1 spaghetti squash, sliced long ways

1 tablespoon olive oil

3 tablespoons of grass-fed butter (I recommend Kerrygold)

1/4 cup chopped yellow onion or scallion

2 garlic cloves, minced

2 tablespoons grated fresh Parmesan cheese

1-2 tablespoons minced or sliced fresh sage leaves

1-2 teaspoons fresh lemon juice

1-2 teaspoons salt, divided

1/2-1 teaspoon ground black pepper, divided

Directions: 

1. Heat oven to 375 degrees. Brush the inside of each half of spaghetti squash with olive oil and sprinkle with coarse salt and freshly ground black pepper. Place cut sides down on a rimmed baking sheet and put sheet into the oven. Bake for about 40 minutes, or until you can easily pierce the squash with a fork.

2. While squash cools, melt butter in a large nonstick skillet over medium-high heat. Add onion and garlic and sauté for 3 or so minutes or until onions begin to brown tender.

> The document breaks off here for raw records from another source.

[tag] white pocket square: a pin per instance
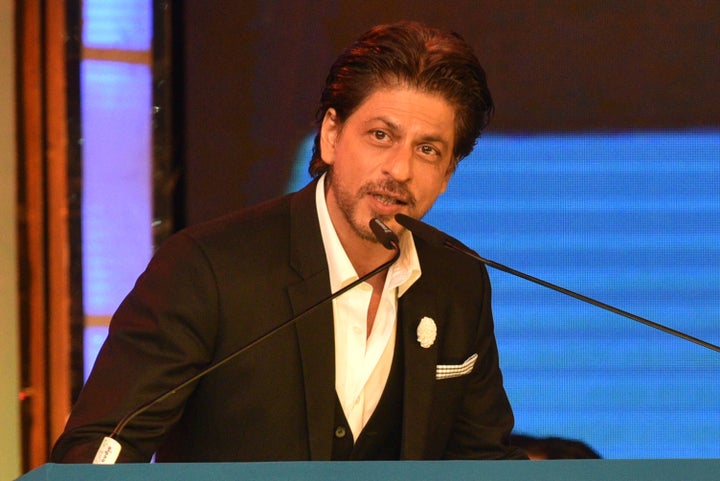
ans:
(447, 371)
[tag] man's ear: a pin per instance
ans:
(329, 132)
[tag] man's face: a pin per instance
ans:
(392, 155)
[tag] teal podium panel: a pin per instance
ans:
(579, 470)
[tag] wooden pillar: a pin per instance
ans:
(44, 201)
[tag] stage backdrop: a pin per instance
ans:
(600, 172)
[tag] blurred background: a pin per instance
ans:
(130, 119)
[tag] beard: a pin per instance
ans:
(348, 201)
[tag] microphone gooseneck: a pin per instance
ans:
(440, 239)
(110, 448)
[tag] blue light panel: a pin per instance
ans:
(117, 24)
(631, 219)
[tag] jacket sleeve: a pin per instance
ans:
(162, 334)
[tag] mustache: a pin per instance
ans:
(389, 186)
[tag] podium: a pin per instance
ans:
(577, 470)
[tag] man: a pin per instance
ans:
(404, 366)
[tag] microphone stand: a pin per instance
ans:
(110, 448)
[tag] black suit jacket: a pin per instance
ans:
(214, 288)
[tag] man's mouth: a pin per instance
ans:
(388, 199)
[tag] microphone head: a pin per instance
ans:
(384, 234)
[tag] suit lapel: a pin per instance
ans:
(314, 329)
(419, 365)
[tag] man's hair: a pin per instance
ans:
(409, 54)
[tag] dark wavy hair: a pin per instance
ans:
(419, 57)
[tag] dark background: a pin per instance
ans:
(252, 72)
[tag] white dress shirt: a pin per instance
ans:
(362, 360)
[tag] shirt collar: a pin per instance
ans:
(402, 274)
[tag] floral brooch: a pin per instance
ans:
(427, 332)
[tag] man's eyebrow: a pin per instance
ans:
(389, 123)
(393, 126)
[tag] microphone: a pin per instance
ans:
(440, 239)
(110, 448)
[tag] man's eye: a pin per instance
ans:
(429, 150)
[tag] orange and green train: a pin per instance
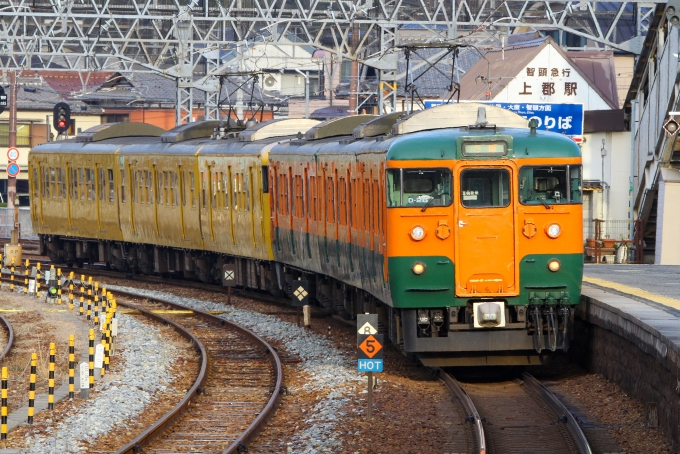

3. Using a fork, remove spaghetti-like strands from squash. Add strands (about 3 cups) to pan and fold into itself. Add in the lemon juice and sage leaves. 

4. Spoon into a bowl, add Parmesan and some salt and pepper, and enjoy!

As always, this recipes leave a great deal of room for creativity. If you want a moe refreshing and light taste, add more lemon juice, if you want more flavor, add more sage, garlic, or pepper, and so on.